By quoting the example of the young nuns in the UK, I am not implying that the fulfilment could be found only in religious life. But what is striking for me in these individual stories is the emptiness and the yearning in the human heart – often aggravated by modern secularism, consumerism and individualism. If we are not wise in this context we might have peripheral enjoyment of being part of the party, but when the time of reckoning comes (even in the silence of our own hearts!) we find our lamps empty. We have missed the point. We have missed the climax of the celebration. We are not there when the bridegroom arrived and we find the doors shut. Because of our conditioning, through our own previous choices, we might find ourselves at a point of no return.
Lamps full: being ready to be surprised by God
Jesus once again uses a typical cultural practice from his time to come up with a parable for his listeners.
Marriage customs are very interesting across cultures. For example, among the Chagga people who live around Mount Kilimanjaro, in Tanzania, the bride is actually “stolen” at night by the bridegroom helped by his age mates. Usually, the girls would sleep in one hut, which is often the hut of the mother with the goats and sheep not far from them. The boy has to break into the right hut in the middle of the night and take the right girl – with whom he has previously agreed. If the boy touches a wrong person, he will have to pay a fine in addition to the bride-price that he will have to pay to the father of his bride.
Similarly, the custom that Jesus is using as his base goes this way: The bride would wait with her maids for the coming of the bridegroom. Normally he would arrive accompanied by his own companions, at dusk, soon after sun set, and take the bride to his own home accompanied by her entourage of her friends and relatives and then the wedding celebration would begin. The twist to the story in the parable of Mt 25 is that the bridegroom was late in arriving; he came only at midnight (Mt 25:6). And this was what caught the bridesmaids by surprise. When overtaken by life-events it is the wise who survive! When things don’t go as planned we fall back to our default mode of functioning. It is here that our previous choices and habits come into play. In a sense, when caught unawares, our authentic self is tested.
What could this mean in the large scheme of the Gospels and the mission of Jesus?
Our God is a God of surprises. Having oil for the lamps is the human willingness to await the grace of God, to be surprised by Him. Of course individuals have to make their own choice of free will – by building appropriate virtues and strengths. Others cannot give them the oil, though they could offer an indication of where to find the oil (Mt 25:9).
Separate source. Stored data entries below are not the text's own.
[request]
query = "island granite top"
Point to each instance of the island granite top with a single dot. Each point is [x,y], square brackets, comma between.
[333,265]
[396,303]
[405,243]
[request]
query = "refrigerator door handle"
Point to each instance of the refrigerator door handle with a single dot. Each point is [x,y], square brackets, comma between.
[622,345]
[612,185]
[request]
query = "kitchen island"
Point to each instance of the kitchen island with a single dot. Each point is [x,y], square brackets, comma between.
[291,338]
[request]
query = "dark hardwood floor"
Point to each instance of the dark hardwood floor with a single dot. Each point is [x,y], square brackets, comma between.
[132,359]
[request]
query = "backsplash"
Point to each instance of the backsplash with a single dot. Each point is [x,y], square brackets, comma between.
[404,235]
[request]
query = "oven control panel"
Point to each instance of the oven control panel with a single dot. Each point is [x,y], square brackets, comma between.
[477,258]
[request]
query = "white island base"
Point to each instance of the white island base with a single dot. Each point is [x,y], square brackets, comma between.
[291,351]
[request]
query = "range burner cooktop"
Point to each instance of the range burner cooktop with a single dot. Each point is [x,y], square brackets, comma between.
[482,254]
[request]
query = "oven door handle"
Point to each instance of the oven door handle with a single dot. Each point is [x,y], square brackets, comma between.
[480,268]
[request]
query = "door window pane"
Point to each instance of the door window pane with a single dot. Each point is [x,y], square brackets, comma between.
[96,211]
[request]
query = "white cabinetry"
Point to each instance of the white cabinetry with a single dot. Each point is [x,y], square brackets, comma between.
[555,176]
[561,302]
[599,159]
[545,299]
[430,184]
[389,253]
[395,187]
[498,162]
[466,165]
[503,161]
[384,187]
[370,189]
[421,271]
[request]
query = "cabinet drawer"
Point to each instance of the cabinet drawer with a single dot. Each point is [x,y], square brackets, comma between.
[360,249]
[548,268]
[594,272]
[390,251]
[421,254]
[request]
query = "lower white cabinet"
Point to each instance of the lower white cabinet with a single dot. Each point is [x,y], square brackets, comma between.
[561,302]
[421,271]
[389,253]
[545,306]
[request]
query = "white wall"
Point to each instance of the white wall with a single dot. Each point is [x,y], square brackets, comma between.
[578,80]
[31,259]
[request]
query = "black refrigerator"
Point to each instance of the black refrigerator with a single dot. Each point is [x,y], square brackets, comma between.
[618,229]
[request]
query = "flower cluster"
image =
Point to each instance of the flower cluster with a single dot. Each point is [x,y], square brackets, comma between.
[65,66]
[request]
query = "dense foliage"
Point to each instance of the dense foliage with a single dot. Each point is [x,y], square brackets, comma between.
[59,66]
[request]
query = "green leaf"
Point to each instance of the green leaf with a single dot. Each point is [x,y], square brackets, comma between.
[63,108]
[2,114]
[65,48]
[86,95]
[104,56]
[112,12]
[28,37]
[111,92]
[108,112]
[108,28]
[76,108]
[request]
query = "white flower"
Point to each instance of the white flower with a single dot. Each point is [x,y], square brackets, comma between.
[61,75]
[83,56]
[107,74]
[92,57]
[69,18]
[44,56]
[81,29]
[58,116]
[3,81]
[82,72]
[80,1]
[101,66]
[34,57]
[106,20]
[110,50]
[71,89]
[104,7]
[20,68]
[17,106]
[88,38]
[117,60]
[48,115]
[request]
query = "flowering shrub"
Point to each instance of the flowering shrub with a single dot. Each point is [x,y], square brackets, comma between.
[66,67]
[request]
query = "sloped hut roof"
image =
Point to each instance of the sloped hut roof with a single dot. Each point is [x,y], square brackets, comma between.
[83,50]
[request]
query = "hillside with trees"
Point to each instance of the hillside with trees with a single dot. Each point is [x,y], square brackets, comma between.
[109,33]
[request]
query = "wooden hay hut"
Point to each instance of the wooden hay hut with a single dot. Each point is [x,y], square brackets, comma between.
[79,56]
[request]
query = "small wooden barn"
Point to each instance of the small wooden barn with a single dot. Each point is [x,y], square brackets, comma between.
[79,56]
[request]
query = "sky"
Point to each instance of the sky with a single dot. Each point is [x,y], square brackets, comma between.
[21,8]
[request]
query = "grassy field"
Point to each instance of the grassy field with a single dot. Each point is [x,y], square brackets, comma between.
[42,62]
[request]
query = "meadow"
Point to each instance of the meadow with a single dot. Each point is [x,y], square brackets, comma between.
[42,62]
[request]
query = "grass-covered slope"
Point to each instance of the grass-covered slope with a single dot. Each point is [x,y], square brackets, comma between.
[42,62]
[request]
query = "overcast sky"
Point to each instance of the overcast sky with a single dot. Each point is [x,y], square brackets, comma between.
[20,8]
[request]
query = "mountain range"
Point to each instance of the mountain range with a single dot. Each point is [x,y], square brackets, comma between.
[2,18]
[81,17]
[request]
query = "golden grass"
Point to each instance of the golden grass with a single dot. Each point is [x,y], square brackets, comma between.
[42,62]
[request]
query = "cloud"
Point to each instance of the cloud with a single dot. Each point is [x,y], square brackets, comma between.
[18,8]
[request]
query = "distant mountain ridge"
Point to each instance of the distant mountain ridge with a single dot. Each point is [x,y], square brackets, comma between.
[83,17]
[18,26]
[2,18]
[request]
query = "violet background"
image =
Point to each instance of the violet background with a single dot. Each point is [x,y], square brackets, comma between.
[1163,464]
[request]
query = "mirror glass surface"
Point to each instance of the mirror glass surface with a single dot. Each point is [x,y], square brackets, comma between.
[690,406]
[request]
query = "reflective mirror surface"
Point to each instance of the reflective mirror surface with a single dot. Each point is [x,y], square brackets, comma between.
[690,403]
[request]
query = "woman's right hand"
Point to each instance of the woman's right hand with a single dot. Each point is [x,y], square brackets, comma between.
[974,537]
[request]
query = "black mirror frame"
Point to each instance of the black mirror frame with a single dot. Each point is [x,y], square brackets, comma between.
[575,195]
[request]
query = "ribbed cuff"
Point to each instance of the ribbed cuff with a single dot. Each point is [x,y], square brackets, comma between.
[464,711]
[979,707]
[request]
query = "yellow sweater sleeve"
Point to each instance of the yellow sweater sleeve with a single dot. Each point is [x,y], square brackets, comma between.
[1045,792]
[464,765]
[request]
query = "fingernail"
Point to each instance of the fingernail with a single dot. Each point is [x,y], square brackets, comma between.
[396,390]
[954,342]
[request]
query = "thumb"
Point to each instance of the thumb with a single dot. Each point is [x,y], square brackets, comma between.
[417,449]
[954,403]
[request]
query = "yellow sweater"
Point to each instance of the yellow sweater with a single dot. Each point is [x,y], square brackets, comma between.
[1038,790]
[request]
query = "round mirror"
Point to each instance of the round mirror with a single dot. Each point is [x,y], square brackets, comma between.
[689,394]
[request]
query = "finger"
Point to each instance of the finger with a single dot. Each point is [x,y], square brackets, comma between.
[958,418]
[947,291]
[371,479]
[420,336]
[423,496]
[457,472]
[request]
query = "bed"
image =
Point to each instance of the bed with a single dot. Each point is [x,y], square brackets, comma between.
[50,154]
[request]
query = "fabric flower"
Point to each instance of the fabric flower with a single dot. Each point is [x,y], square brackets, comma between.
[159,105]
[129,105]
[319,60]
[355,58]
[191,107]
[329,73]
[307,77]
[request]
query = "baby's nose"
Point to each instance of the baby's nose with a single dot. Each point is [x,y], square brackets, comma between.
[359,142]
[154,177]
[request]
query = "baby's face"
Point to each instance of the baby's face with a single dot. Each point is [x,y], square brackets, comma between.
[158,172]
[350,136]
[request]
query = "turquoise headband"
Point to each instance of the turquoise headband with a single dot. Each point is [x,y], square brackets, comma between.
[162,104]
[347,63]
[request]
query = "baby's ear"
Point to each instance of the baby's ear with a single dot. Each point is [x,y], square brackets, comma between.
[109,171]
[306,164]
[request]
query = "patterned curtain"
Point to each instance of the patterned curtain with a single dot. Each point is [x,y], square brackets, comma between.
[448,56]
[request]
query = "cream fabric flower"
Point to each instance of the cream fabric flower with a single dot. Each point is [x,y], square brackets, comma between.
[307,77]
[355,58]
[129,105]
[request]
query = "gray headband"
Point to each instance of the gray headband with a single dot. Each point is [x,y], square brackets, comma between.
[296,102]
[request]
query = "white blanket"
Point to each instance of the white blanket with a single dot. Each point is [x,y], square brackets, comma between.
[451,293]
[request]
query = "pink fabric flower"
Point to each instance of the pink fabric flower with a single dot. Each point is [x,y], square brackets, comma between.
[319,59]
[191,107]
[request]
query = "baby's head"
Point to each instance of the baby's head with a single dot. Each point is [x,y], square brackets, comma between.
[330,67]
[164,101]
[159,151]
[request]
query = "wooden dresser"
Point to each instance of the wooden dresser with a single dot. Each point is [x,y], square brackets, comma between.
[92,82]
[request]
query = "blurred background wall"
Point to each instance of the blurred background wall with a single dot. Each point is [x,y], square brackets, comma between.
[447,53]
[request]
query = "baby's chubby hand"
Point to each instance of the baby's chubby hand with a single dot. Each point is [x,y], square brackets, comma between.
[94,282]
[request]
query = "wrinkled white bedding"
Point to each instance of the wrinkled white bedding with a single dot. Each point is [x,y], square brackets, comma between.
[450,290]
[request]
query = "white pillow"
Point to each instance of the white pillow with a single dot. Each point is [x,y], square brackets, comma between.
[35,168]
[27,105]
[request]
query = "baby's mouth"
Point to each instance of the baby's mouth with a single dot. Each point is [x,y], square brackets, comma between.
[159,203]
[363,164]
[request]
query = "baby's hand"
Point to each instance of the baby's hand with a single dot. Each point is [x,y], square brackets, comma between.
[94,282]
Expecting to receive oil from others in the last minute is like wanting others to love God instead of me. We are ultimately responsible for our own personal choices.
Again, words are not enough. “Lord, Lord, open to us” does not seem to work (Mt 25:11; also Mt 7:21-23). It is the heart that matters. Do I really want to respond meaningfully to that deep desire in my heart for God? What choices am I making towards building strengths to be open to the God of surprises, so that the thirst of my soul may be fulfilled?